Auch DFL-Boss Werner Hackmann übt scharfe Kritik an der Karlsruher Vereinsführung um Präsident Hubert Raase, die inzwischen zurückgetreten ist, aber noch bis zur nächsten Mitgliederversammlung im September amtieren wird. "Es ist der Eingriff eines Sponsors in die direkten Angelegenheiten des Vereins. Das gehört sich nicht. Der KSC muss seine Geschäfte selbst regeln", so Hackmann in der "Frankfurter Allgemeinen Zeitung".

Gute Chancen, neuer KSC-Trainer zu werden, hat der frühere Stuttgarter Bundesliga-Profi Krassimir Balakow. "Ich habe mit ihm ein positives Gespräch geführt", sagte Dohmen, "von den Vereinsgremien habe ich den Auftrag bekommen, mich allein verantwortlich um die Trainersuche zu kümmern und Präsidium sowie Verwaltungsrat entsprechende Vorschläge zu unterbreiten."

Der ehemalige Karlsruher Trainer Winfried Schäfer ist hingegen laut KSC-Boss Raase kein Thema. "Das ist weit vorbei an der Realität, weil das nicht passieren wird.

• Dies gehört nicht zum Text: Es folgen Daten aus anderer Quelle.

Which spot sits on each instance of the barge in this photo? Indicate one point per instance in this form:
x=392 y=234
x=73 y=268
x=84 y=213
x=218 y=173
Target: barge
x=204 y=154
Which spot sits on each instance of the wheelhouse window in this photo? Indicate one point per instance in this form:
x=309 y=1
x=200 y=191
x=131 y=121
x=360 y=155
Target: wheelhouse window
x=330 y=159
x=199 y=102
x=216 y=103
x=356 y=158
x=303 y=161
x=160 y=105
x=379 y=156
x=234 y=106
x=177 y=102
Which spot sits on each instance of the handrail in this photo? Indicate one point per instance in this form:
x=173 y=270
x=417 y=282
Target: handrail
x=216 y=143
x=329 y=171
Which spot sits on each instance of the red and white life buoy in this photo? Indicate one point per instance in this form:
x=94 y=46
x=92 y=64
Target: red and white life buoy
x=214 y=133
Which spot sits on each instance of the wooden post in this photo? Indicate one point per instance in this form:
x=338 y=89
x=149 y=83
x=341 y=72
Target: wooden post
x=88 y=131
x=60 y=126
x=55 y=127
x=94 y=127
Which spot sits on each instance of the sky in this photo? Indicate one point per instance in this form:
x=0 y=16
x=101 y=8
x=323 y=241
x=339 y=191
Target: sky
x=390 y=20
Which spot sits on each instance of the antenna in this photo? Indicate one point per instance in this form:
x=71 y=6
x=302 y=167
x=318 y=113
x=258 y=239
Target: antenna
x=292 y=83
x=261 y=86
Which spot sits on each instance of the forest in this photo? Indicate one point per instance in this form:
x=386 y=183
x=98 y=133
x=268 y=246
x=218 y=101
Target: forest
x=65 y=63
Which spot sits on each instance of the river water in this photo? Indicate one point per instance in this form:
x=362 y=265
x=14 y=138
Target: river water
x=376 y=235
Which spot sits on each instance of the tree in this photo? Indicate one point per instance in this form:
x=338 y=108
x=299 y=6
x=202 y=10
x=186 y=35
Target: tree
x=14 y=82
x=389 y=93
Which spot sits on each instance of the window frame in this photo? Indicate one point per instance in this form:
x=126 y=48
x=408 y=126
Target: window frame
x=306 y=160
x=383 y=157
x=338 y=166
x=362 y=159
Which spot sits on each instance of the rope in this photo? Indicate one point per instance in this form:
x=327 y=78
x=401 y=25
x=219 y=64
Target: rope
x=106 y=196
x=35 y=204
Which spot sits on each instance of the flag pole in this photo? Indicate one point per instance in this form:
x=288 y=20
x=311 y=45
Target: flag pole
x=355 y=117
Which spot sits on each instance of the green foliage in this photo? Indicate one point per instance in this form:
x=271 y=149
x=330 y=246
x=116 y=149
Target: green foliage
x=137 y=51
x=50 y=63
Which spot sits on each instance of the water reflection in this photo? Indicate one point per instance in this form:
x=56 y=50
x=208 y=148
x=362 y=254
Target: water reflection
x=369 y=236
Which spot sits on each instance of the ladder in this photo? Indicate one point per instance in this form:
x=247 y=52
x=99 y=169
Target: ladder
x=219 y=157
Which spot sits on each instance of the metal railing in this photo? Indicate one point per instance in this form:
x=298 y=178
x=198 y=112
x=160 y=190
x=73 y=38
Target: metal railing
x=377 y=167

Winnie weiß dies und zwar persönlich von mir", sagte er. Ausgeschlossen scheint auch eine Rückkehr von Thomas Häßler als Spieler. Das Training beim KSC, der seit gestern zur Vorbereitung auf die Rückrunde im türkischen Belek weilt, übernimmt zunächst Co-Trainer Ede Becker.